IBGE: Famílias brasileiras gastam, no total, mais do que o governo com a saúde

As despesas com consumo final de bens e serviços de saúde no Brasil atingiram R$ 283,6 bilhões em 2009. Este valor (gasto por famílias, governo e instituições sem fins lucrativos) correspondeu a 8,8% do PIB nesse ano.
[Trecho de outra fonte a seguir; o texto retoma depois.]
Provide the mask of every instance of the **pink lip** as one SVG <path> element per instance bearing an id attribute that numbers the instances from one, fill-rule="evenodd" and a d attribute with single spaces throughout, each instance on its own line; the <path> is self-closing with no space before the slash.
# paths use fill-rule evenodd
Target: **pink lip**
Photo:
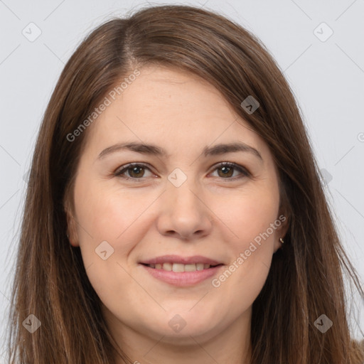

O consumo de serviços de saúde, como o atendimento hospitalar e as consultas médicas, entre outros, mobilizou 5,6% do PIB e as despesas com consumo final de medicamentos, 1,9%.


As despesas públicas per capita com consumo de bens e serviços de saúde foram de R$ 645,27 em 2009. Já as despesas per capita privadas foram de R$ 835,65 nesse ano.
Entre 2007 e 2009, as famílias responderam, em média, por 56,3% das despesas com consumo final de bens e serviços de saúde. Mas o crescimento do consumo em relação ao ano anterior destes bens e serviços pelo governo (6,3% em 2008 e 5,2% em 2009) foi maior que o das famílias, (5,3% e 3,5% respectivamente).


A renda gerada pelas atividades econômicas de saúde (R$ 173,3 bilhões) cresceu 2,7% em 2009, uma desaceleração em relação a 2008, quando havia crescido 5,9%. A participação das atividades de saúde no valor adicionado (renda gerada) da economia brasileira foi de 6,2%, em 2009. Neste ano, 4,5% dos postos de trabalho e 7,8% das remunerações pagas aos trabalhadores estavam em atividades de saúde.


Estas e outras informações estão na Conta-Satélite de Saúde 2007-2009. A publicação sistematiza informações sobre atividades econômicas, bens e serviços relacionados à saúde, com dados sobre valor adicionado, geração de emprego, investimentos e consumo.

A publicação completa está disponível aqui.

Gasto das famílias com bens e serviços de saúde desacelera entre 2008 e 2009


Em 2009, a despesa de consumo das famílias com bens e serviços de saúde chegou a R$ 157,1 bilhões (4,8% do PIB). A despesa da administração pública com esses bens e serviços foi de R$ 123,6 bilhões (3,8% do PIB). Instituições sem fins de lucro a serviço das famílias gastaram R$ 2,9 bilhões (0,1% do PIB). Assim, o consumo de bens e serviços de saúde nesse ano representou 8,8% do PIB.
A despesa das famílias com o consumo de bens e serviços de saúde teve um crescimento real (descontados aumentos de preços) de 5,3% em 2008 e de 3,5% em 2009. A despesa do governo com esses bens e serviços cresceu 6,3% e 5,2%, respectivamente.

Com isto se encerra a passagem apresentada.